Taylor: Seeing bigger picture in a tiny fragment

All these people had one thing in common—an ability to look at the part and see the whole.

Everyone knows that Isaac Newton discovered the theory of gravity when an apple fell on his head.

Whether the story is factually true or largely mythical, the event caused him to wonder why that apple should fall down, not up. From his wondering emerged a fuller understanding of how the universe hangs together.

Physicist Frithof Capra looked at a beach, and saw the Dance of Shiva—the cycle of creation and destruction—taking place.

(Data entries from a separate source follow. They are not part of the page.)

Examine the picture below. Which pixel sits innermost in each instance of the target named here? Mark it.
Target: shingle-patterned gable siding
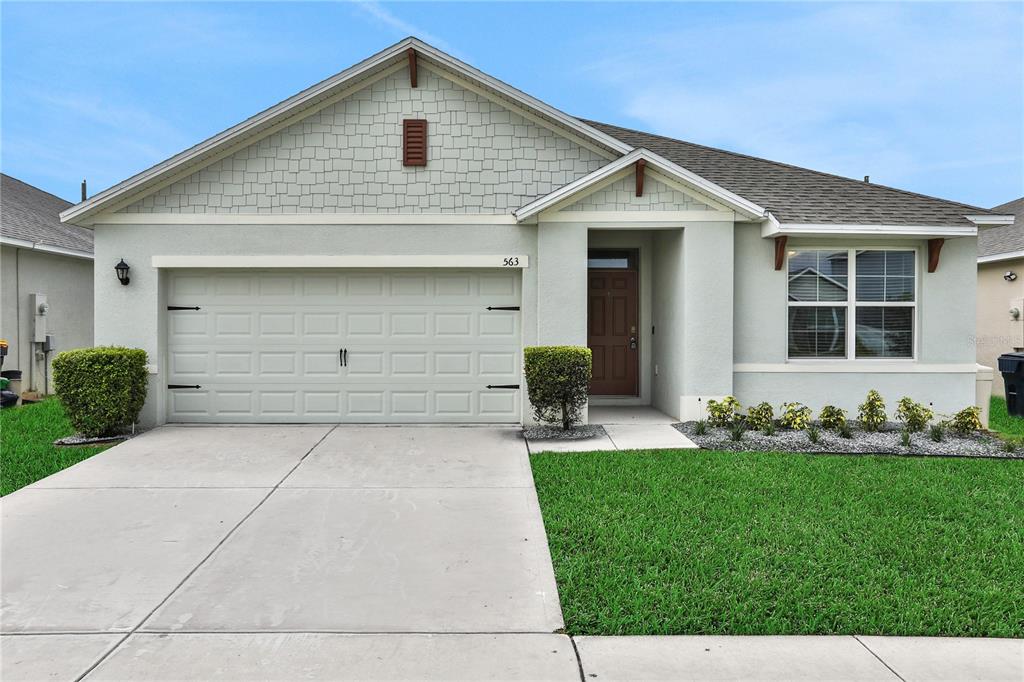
(621, 196)
(798, 195)
(347, 158)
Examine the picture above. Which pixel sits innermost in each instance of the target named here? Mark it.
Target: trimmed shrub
(724, 412)
(102, 389)
(871, 413)
(966, 421)
(813, 434)
(795, 416)
(760, 416)
(913, 415)
(832, 417)
(557, 378)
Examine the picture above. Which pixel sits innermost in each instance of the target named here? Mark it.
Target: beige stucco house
(382, 246)
(1000, 289)
(43, 264)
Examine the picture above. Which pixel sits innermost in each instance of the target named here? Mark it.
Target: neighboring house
(41, 260)
(1000, 290)
(380, 248)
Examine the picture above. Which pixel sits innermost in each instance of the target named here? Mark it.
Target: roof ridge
(800, 168)
(39, 189)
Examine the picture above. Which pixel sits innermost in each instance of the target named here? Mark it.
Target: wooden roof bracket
(780, 251)
(934, 247)
(412, 67)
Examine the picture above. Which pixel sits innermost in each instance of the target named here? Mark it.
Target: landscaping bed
(701, 542)
(887, 440)
(27, 450)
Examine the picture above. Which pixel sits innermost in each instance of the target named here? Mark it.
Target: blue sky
(924, 96)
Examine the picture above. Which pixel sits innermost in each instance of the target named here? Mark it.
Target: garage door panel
(421, 346)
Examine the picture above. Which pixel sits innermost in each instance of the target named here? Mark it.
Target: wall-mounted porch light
(122, 270)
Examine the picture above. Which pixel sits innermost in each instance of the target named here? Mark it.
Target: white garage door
(343, 346)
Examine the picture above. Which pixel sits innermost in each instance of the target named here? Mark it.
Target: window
(852, 303)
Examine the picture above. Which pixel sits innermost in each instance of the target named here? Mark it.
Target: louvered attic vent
(414, 142)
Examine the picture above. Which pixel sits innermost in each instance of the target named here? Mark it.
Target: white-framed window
(852, 303)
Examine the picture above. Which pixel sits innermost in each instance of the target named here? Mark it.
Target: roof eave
(323, 89)
(747, 208)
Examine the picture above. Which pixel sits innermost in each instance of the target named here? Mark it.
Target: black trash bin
(1012, 369)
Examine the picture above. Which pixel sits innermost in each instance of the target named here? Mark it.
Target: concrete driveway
(292, 550)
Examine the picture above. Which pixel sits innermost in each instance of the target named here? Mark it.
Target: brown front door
(611, 303)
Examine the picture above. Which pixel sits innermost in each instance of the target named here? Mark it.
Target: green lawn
(999, 420)
(27, 453)
(699, 542)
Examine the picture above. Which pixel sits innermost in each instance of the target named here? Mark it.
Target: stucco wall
(347, 159)
(621, 196)
(134, 315)
(997, 332)
(668, 320)
(68, 285)
(941, 376)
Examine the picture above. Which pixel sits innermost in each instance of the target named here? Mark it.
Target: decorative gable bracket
(934, 247)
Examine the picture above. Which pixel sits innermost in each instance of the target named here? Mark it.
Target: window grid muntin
(852, 304)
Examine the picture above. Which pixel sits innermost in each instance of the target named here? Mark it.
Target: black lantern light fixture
(122, 270)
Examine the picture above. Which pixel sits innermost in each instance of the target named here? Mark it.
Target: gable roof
(734, 202)
(797, 195)
(31, 218)
(257, 126)
(1005, 241)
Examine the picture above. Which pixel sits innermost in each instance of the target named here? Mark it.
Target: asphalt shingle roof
(798, 195)
(1005, 239)
(33, 215)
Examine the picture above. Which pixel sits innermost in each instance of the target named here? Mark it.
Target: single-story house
(1000, 289)
(46, 282)
(381, 247)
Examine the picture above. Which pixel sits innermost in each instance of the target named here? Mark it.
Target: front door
(611, 300)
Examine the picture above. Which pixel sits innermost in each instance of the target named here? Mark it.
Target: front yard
(27, 451)
(702, 542)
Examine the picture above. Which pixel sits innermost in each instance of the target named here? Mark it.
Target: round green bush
(102, 389)
(557, 381)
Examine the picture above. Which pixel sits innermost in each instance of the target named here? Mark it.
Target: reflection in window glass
(818, 275)
(817, 332)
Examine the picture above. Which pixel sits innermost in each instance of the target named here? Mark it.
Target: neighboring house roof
(1006, 241)
(31, 218)
(796, 195)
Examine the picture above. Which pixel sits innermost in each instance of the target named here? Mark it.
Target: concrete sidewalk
(508, 656)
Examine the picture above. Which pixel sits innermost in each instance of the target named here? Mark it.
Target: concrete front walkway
(281, 536)
(348, 553)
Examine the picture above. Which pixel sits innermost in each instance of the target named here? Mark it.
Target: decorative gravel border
(540, 433)
(887, 441)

Mystic Julian of Norwich looked at a humble hazelnut and realized that it encapsulated her theology of God’s relationship with humans.

Poet William Blake wrote:

To see a world in a grain of sand,

And a heaven in a wild flower,

Hold infinity in the palm of your hand,

And eternity in an hour.

All these people had one thing in common—an ability to look at the part and see the whole.

Not everyone can do it.

At a men’s breakfast recently, the program organizer asked participants to describe a single significant event that had influenced the rest of their lives. Several in the group—I wasn’t keeping count—couldn’t do it.

They had certainly had significant events in their lives. But they didn’t seem able to isolate one part that revealed the whole. They had to tell their whole life story—abbreviated, of course, but still starting from “I was born in….”

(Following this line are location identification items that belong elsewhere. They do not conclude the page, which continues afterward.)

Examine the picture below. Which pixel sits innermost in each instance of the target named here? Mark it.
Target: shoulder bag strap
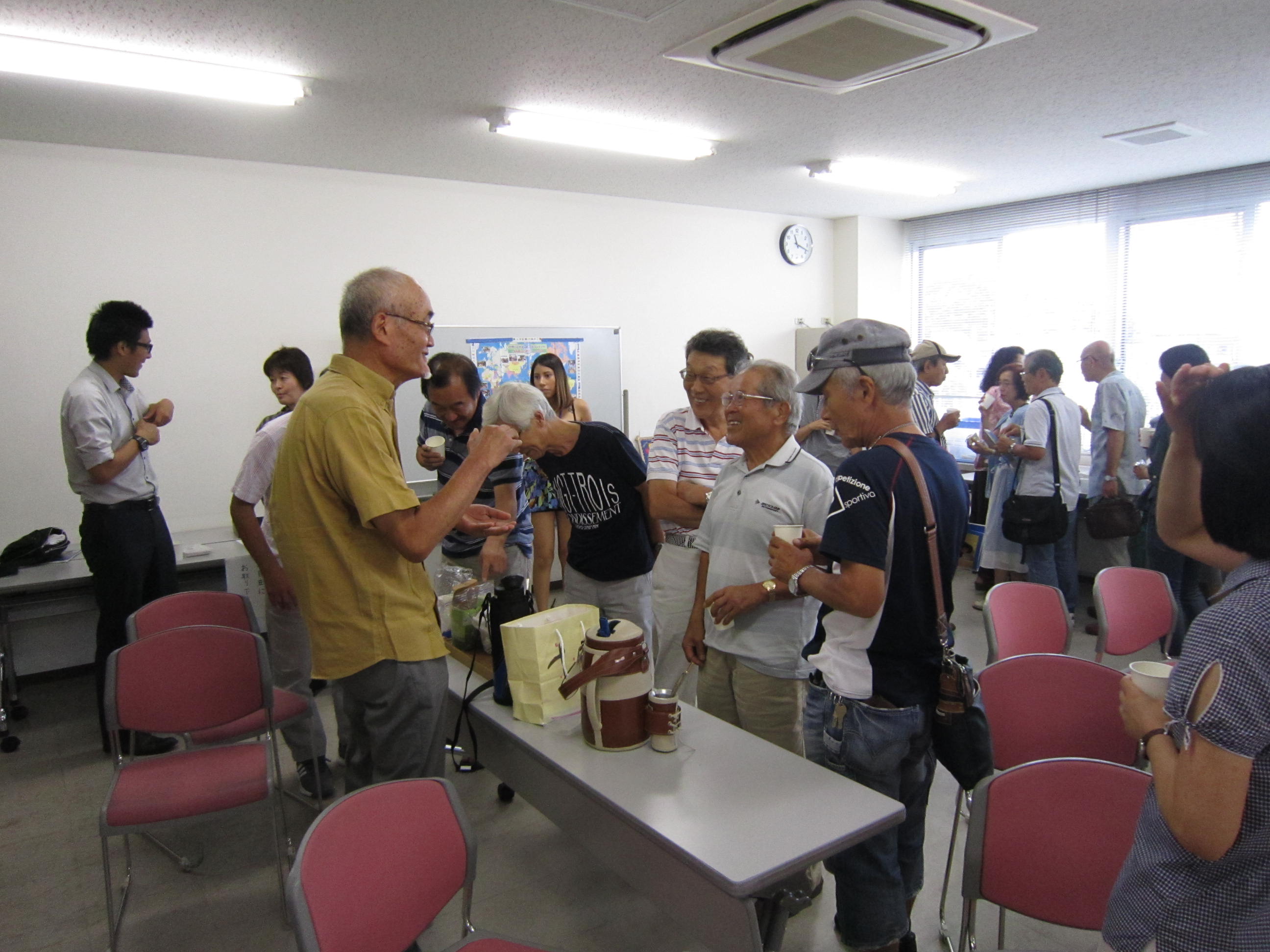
(931, 530)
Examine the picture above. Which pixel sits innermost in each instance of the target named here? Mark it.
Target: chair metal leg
(945, 936)
(116, 919)
(185, 863)
(967, 944)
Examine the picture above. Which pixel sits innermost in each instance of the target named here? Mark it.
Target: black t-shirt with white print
(597, 483)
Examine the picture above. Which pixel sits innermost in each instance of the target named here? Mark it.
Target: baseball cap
(929, 348)
(856, 343)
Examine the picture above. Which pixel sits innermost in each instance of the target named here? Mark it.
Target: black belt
(142, 504)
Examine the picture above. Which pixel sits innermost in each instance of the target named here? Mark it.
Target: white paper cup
(1152, 677)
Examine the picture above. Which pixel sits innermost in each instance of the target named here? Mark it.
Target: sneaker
(309, 784)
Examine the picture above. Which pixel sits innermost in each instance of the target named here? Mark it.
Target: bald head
(1098, 361)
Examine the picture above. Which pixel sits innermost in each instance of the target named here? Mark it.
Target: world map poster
(509, 359)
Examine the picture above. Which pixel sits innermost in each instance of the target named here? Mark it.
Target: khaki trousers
(765, 706)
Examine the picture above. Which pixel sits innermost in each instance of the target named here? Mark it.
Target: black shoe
(147, 744)
(309, 782)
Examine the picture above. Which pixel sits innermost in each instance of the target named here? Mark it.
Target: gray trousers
(628, 598)
(395, 711)
(291, 662)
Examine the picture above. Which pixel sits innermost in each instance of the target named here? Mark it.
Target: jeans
(887, 751)
(1056, 565)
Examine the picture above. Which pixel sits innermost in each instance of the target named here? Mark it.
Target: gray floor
(534, 881)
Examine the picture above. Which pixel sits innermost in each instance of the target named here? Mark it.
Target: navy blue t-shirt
(906, 650)
(597, 483)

They were like tourists who have to include the full spread of a city, the prairies, the mountains, into a single photograph.

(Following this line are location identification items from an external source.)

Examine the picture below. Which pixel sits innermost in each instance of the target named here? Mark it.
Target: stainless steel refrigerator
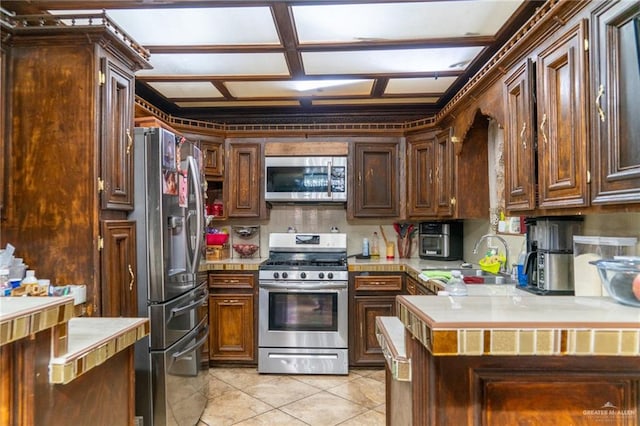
(171, 384)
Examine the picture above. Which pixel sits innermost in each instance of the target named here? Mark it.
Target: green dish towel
(436, 275)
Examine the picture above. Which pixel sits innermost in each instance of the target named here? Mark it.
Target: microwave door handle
(329, 180)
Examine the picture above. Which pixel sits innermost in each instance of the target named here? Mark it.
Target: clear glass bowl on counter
(621, 278)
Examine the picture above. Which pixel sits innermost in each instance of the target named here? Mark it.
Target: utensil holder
(404, 247)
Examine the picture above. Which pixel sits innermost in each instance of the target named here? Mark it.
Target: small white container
(586, 281)
(30, 278)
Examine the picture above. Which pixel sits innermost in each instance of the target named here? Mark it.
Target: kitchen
(608, 206)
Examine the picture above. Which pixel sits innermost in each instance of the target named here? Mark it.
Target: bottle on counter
(375, 246)
(29, 278)
(365, 247)
(5, 286)
(456, 286)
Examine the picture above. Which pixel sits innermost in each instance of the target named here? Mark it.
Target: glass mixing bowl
(621, 278)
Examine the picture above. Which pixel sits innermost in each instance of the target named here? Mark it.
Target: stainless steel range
(303, 305)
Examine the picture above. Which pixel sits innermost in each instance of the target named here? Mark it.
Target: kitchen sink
(488, 277)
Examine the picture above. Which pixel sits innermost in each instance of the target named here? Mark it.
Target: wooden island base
(524, 390)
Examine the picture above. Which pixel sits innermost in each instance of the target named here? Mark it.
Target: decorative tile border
(63, 370)
(395, 356)
(519, 341)
(30, 322)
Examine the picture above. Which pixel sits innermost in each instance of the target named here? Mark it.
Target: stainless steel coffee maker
(549, 261)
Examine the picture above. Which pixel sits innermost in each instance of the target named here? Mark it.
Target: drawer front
(411, 287)
(378, 283)
(231, 280)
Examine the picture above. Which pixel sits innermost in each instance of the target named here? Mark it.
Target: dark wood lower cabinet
(231, 331)
(364, 347)
(523, 390)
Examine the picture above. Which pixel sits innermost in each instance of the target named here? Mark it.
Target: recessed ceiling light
(318, 85)
(460, 64)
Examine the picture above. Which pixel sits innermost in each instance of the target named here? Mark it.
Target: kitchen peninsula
(60, 370)
(522, 360)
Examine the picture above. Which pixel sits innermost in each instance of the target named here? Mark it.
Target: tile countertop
(88, 342)
(92, 341)
(516, 325)
(382, 264)
(22, 316)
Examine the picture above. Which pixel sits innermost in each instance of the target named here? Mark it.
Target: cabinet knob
(600, 111)
(522, 135)
(544, 121)
(130, 141)
(132, 276)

And yet a close-up of dew on a single rose may document the beauty of a garden better than a picture of the whole spread. Stiletto heels clicking on a sidewalk may say as much about a city as a panorama of soaring office towers.

The concept of part and whole has been popularized recently by holographic images and fractals.

If you cut an ordinary photograph into smaller bits, all you have is fragments, like the pieces of a jigsaw puzzle. No single piece contains the entire image.

But if you break the carrier of a holographic image into pieces, you will still have the whole image in each piece—not as sharp as the original, but recognizably complete.

Fractals do the same, but mathematically. No matter how finely you zoom in on the output of the formula, the pattern recurs. It doesn’t necessarily repeat. Each iteration is not identical. But each is recognizably part of a coherent whole.

Fractals have no beginning. And no end point. They just are.

Newton and Capra, Julian and Blake, created the equivalent of fractals and holographs with words and ideas, long before such things were technically possible.

So did Jesus of Nazareth, in his parables. Scholars and preachers have developed infinite interpretations of each parable. But perhaps, like fractals or holographs, they are all small representations of the same theme: “This is the way you should live.”

Early Christians were known as people of The Way.

But if Blake makes no sense to you, Jesus probably won’t either.